Premier Li Keqiang convened an executive meeting of the State Council on 22 August which highlighted the launch of “policies to further ease the problem of finance being difficult and expensive for small and micro-enterprises, in order to drive the financial sector to better service the real economy and  expedite stable employment and enterprise success.”

The meeting stressed several key policy themes in the near term including:

i) Maintenance of stable monetary policy and avoidance of “flood-style irrigation.”

The State Council said it would focus on targeted policy implementation, endeavour to clear out policy transmission mechanisms, encourage financial institutions to increase lending to small and micro-enterprises, and reduce financing costs.

It will also “rationally confirm small and micro-enterprise loan periods and repayment methods, contract loan assessment and approval periods, and appropriately raise the share of medium and long-term loans,” as well as steadily develop yield bonds and private placement bonds by small and medium-enterprises.

ii) Establish incentive mechanisms linking financial institution performance assessments with small and micro-loans.

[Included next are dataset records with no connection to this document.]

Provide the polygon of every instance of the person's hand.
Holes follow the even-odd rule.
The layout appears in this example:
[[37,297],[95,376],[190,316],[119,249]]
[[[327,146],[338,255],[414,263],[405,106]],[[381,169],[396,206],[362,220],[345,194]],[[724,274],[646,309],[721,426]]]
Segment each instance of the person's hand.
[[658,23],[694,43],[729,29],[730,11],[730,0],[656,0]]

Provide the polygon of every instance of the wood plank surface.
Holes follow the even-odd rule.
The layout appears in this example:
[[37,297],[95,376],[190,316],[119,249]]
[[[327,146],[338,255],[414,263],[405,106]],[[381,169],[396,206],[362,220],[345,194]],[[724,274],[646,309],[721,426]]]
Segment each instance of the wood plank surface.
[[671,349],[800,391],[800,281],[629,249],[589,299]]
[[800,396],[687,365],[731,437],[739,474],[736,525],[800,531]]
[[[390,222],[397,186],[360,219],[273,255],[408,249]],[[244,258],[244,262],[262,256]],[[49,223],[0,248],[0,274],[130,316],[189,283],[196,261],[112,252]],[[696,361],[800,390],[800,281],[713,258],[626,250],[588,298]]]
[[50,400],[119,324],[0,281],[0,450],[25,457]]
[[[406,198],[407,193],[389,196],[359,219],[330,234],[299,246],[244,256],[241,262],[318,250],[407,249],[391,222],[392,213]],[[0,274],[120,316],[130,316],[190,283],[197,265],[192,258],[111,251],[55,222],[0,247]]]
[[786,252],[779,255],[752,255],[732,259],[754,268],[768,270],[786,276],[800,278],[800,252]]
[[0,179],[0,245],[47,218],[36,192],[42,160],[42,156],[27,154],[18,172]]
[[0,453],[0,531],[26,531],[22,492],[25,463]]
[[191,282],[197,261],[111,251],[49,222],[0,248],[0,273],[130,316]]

The State Council said that it would accelerate the implementation of policies to make interest revenues from loans to  micro and small-enterprises exempt from value-added taxes, and support the issuance of small and micro-enterprise asset-backed securities.

iii) Firmly place equal emphasis on driving growth and risk prevention

The State Council will optimise monitoring and assessment, establish new specialist assessment indices for small and micro-loans, ensure and that small and micro-enterprises obtain genuine benefit, and strictly ban conduct such as savings and loan links and loan tie-in sales, in order to effectively prevent and resolve credit risk.

The State Council meeting arrives just after public remarks from central bank vice-governor Zhu Hexin (朱鹤新) on the need to “invest all efforts in the proper performance of work for the finance sector to service the real economy, and properly control the sluice gate of the money supply.”

Zhu said that PBOC would absolutely refrain from engaging in “large-scale irrigation,” and instead use “mechanism innovations to raise the ability and willingness of the financial sector to service the real economy.”